Wednesday, July 6, 2016
On March 22, 2016, the New York City Council approved modified versions of two major changes to the City's zoning that were proposed by Mayor de Blasio, as part of his housing plan, Housing New York.
Mandatory Inclusionary Housing is a zoning tool developed by the Department of City Planning and Department of Housing Preservation and Development, which requires developers to include affordable housing in areas that are rezoned to allow for more housing development. Affordable housing would be mandatory and permanent. DCP and HPD have stated that MIH will be implemented in any part of the city that is rezoned to allow construction of more residences than current rules allow. The MIH proposal will also be a part of private rezoning applications where there is an increase in housing density, for instance, if a private developer wanted to build more housing than is allowed today. This zoning does not apply to smaller buildings with 10 apartments or fewer. Additionally, new buildings with between 11 and 25 apartments have the option of paying into a fund instead of building affordable apartments. This fund will be used for affordable housing development and preservation in the local community district or within a half mile radius.
Zoning for Quality and Affordability made a long list of changes to the NYC Zoning Resolution, such as allowing buildings with affordable or senior housing to be taller, eliminating parking requirements for affordable or affordable senior housing that is located near subway lines, and changing rules which affect the shape of new and enlarged buildings. The new rules allow developers to build taller buildings (usually 10 to 20 feet higher, but in some cases more) if they build affordable senior apartments, long term care facilities, or provide affordable housing through the inclusionary housing program. With the exception of affordable senior housing the new rules do not allow any additional square footage—the goal is to let a developer build a taller building in order to fit all of the currently allowed square footage in a new building and provide some architectural flexibility. Under ZQA, residential buildings in many areas (even without affordable housing) can be built slightly taller (typically five feet) if the ground floor is taller as well. This allows ground floor shops and community facility spaces with higher ceilings. Council modified ZQA so that the increased height is only possible for buildings with a commercial or community facility ground floor and only outside the Manhattan Core, which is south of 110th Street on the West Side and 96th Street on the East Side.
Developers are already taking advantage of the new zoning rules, and new and existing zoning rules are undergoing interpretation. In nearby neighborhoods, two building projects are being contested.

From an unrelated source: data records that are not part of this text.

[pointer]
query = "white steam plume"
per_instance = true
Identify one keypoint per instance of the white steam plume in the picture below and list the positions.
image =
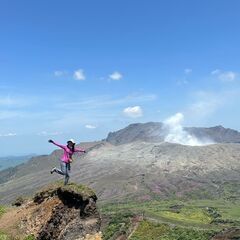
(177, 134)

From Manhattan Borough President Gale Brewer’s July 2016 Newsletter: 42 West 18th Street, the longtime home of camera and film equipment merchant Adorama, has become a focal point in the fight for affordable housing in Manhattan. The developer of the site wants the zoning and land use rules relaxed to allow a new building on the site to have more residential floor area. Whether or not that’s appropriate for this site, this application should trigger the newly-passed “Mandatory Inclusionary Housing” (MIH) rules, guaranteeing that a minimum amount of affordable housing be part of the project…Unfortunately, officials at city planning are arguing that the new housing rules shouldn’t apply here! I think they’re wrong.
July 7, 2016, The Cooperator New York, Skyscraper on Stilts—Residents Successfully Challenge New Development, by Debra A. Estock. Residents of the Sky House condominiums at 11 E. 29th Street…have launched a successful zoning challenge against a newly proposed condo across the street, temporarily halting the project. A report by urban planner George M. Janes submitted to the New York City Department of Buildings revealed that the new J.D. Carlisle construction at 15 E. 30th Street is proposed to be raised 155 feet above the street, so that it will top out at 760 feet or more than 70 stories high. To house ventilation and mechanical equipment in that void, the building will be placed on stilts…“Raising the ceiling height [of the mechanical spaces] doesn't count against the square footage that a developer is allotted,” Crain’s says, “and allows them to create a pedestal on which to stack more high-floor apartments whose expansive views command higher prices.”
A Zoning Change that Was Stopped
From State Senator Liz Krueger’s July Community Bulletin: Building Height Restrictions
I am happy to report that legislation (S5469/A7807) that would have removed floor area ratio (FAR) restrictions for residential buildings in New York City did not advance in either house at the end of session. FAR, a zoning tool regulating the bulk and density of buildings is currently capped at 12. This bill would have worsened the problems of out-of-control overdevelopment in my district and many other parts of the city, while not effectively addressing our desperate need for affordable housing…
Infrastructure in Manhattan is already strained to the limit. What communities in my district and throughout the city are calling for is neighborhood-based community planning that takes this reality into account…The advocacy and education offered by key community groups and preservation experts, including the Municipal Arts Society and Friends of the Upper East Side Historic Districts was critical in stopping this ill-advised legislation.